Reste aussi l’épineuse question des moyens

Lorsqu’ils prennent la décision d’ouvrir, les élus adaptent les recommandations. Plutôt que le 12 mai, les enfants ne seront accueillis à Lille qu’à compter du 14 mai, et à raison de dix élèves au maximum par classe, ont annoncé la maire, Martine Aubry (PS), et le directeur académique Jean-Yves Bessol.
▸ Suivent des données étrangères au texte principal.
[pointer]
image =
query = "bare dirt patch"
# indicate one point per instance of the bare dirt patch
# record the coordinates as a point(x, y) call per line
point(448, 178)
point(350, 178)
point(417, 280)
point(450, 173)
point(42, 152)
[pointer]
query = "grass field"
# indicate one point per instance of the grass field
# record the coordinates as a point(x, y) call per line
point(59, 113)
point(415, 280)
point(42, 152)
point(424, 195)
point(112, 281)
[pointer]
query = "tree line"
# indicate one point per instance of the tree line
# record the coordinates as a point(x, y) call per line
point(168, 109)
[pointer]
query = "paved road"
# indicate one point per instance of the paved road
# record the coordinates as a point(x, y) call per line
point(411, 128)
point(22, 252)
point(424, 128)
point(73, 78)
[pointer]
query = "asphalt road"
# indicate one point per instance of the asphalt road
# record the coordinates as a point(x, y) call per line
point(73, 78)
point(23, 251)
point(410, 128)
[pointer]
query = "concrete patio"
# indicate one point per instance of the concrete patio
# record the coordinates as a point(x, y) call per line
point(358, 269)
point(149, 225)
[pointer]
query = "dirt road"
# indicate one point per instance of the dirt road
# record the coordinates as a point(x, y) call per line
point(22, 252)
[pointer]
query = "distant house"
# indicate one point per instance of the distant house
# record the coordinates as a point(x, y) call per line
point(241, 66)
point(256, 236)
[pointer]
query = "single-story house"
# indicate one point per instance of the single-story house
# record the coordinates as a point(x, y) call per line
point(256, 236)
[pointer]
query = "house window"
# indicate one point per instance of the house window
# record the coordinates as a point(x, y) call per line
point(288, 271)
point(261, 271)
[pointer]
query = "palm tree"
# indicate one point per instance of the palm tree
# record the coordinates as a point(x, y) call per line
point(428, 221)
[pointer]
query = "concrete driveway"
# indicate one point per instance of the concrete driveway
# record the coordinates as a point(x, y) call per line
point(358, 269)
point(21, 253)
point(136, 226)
Même à Lyon, laboratoire de la Macronie, le calendrier sera échelonné, a fait savoir la ville ce dimanche : le 14 mai pour les grandes sections de maternelle, les CP et CM2, le 25 mai pour les CM1, et… le 4 juin pour les CE1 et les CE2. Quant aux petites et moyennes sections, « les mesures de distanciation et les gestes barrières étant très complexes à mettre en œuvre, aucune date n’est actuellement arrêtée ».

Reste aussi l’épineuse question des moyens, car la fourniture de masques ou encore les dépenses supplémentaires pour le nettoyage sont bel et bien renvoyées aux communes, déjà financièrement étouffées par des années d’austérité budgétaires. « Les surcoûts liés à la reprise doivent être pris en charge par l’État, mais à l’heure qu’il est, nous n’avons aucune indication à ce sujet », regrette André Laignel, également président du Comité des finances locales. « Pour ouvrir une école, on a besoin du double de personnels par rapport à d’habitude », donne en exemple Philippe Bouyssou. Selon ses calculs, à Ivry, dix écoles sur 28 pourraient réouvrir au vu des conditions, soit une capacité d’accueil de 1 000 enfants sur 6 000. « Comment les choisit-on ? » interroge l’élu, qui a décidé de mettre en place un « accueil éducatif alternatif », dont une cinquantaine d’enfants identifiés comme en grande difficulté pourraient bénéficier dès cette semaine.

La responsabilité pénale des élus fait débat

 
Les maires ouvrant les écoles au 11 mai pourront-ils être sanctionnés pénalement en cas de contamination en leur sein ? L’inquiétude croît chez certains édiles : le président de l’Association des maires de France (AMF), François Baroin, est lui-même monté au créneau pour réclamer davantage de « protection juridique ». Même au sein de LaREM, 138 députés et 19 sénateurs sont intervenus en ce sens et proposent, dans le cadre du projet de loi prorogeant l’état d’urgence sanitaire, « une adaptation de la législation pour effectivement protéger les maires pénalement mais aussi toutes les personnes dépositaires d’une mission de service public dans le cadre des opérations de déconfinement ». L’exécutif est « prêt au dialogue », assure la porte-parole du gouvernement, Sibeth Ndiaye.